STONES' SET PACKS POWER
BOSTON — The futuristic stage of the Rolling Stones ``Steel Wheels'' tour is a hulking ``post-industrial'' mass resembling something out of the films ``Blade Runner'' or ``Brazil.'' More than 250 feet wide and 130 feet high, it features steel pipes, huge smoke ducts, an elevator, towers, platforms, scaffolding, netting, elaborate light systems, two 18-by-24-foot video screens, and a series of ``Steel Wheels'' symbols.
Numerous designers (including architect Mark Fisher and the band's Mick Jagger and Charlie Watts) and more than 40 companies were involved in creating the made-for-stadium spectacle.

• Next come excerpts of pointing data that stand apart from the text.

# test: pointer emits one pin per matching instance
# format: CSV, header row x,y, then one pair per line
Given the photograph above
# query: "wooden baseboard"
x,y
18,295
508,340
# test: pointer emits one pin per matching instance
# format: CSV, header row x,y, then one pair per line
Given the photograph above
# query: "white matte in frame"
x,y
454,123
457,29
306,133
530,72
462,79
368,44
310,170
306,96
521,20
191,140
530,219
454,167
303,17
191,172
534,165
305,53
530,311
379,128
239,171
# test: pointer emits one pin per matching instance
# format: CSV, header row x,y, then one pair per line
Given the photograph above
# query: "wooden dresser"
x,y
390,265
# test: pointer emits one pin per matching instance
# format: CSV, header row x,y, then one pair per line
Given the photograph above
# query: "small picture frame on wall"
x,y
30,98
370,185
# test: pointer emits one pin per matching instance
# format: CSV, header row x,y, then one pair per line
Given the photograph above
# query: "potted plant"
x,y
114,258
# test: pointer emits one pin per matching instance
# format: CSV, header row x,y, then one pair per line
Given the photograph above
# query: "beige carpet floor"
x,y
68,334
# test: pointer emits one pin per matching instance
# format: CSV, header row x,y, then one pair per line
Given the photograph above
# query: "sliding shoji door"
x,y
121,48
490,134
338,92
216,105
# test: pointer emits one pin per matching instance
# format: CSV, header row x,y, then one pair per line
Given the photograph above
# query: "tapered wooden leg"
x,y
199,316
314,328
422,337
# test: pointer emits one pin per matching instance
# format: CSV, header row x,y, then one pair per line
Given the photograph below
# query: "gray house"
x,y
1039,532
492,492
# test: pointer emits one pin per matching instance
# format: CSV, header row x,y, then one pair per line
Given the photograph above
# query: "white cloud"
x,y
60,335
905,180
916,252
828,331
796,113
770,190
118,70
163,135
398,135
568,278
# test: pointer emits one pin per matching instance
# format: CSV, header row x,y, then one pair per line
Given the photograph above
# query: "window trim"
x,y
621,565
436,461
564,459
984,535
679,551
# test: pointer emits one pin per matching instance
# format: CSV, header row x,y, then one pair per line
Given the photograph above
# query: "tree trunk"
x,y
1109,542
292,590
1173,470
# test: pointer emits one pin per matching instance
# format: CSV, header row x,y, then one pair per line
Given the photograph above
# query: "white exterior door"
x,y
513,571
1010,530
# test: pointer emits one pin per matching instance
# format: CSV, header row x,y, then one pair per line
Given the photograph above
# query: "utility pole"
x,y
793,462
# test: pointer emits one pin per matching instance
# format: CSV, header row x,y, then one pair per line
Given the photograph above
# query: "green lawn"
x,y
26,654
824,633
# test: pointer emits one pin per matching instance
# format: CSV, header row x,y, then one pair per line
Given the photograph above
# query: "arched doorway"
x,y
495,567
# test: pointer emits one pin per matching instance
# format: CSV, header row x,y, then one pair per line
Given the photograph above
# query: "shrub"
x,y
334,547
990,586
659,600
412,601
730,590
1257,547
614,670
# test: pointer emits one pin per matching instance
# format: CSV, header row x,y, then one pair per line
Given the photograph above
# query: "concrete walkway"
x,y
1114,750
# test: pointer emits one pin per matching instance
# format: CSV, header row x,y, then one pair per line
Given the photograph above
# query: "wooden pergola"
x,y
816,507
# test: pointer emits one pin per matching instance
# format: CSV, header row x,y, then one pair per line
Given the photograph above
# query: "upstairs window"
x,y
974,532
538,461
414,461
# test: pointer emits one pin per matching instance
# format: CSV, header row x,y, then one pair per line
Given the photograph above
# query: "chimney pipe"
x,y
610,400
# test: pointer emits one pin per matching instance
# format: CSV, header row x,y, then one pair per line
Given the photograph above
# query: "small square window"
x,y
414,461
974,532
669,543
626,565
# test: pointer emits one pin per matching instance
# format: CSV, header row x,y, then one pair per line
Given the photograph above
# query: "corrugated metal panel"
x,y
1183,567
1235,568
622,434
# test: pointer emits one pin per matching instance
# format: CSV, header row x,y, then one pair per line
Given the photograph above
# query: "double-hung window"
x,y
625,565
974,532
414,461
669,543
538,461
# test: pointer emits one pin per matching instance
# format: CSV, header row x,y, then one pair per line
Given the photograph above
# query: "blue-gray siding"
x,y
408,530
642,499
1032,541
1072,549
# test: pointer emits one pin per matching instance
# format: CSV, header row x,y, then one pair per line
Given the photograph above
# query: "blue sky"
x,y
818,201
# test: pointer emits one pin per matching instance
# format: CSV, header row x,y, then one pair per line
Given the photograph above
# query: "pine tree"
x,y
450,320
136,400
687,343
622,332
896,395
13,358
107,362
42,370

Because it takes days to erect the stage, there are at least two different stages on the road during the tour. Also two sets of lighting and sound equipment leapfrog locations so that the Stones can play on one set while another is being assembled in a different city. The whole tour requires about 70 trucks and 250 crew members.
The group's first-rate sound system produces half a million watts of power on some 96 channels. A total of 18 people and eight tractor trailers are required to operate and transport it. The lighting for one show consumes half a million watts of power.
Electrical power for one show comes from four generators, pumping out about 3,200 horsepower (not counting the megawatts of human energy expended). The total power generated during the show is about 2.4 million watts carried through more than 12 miles of cable.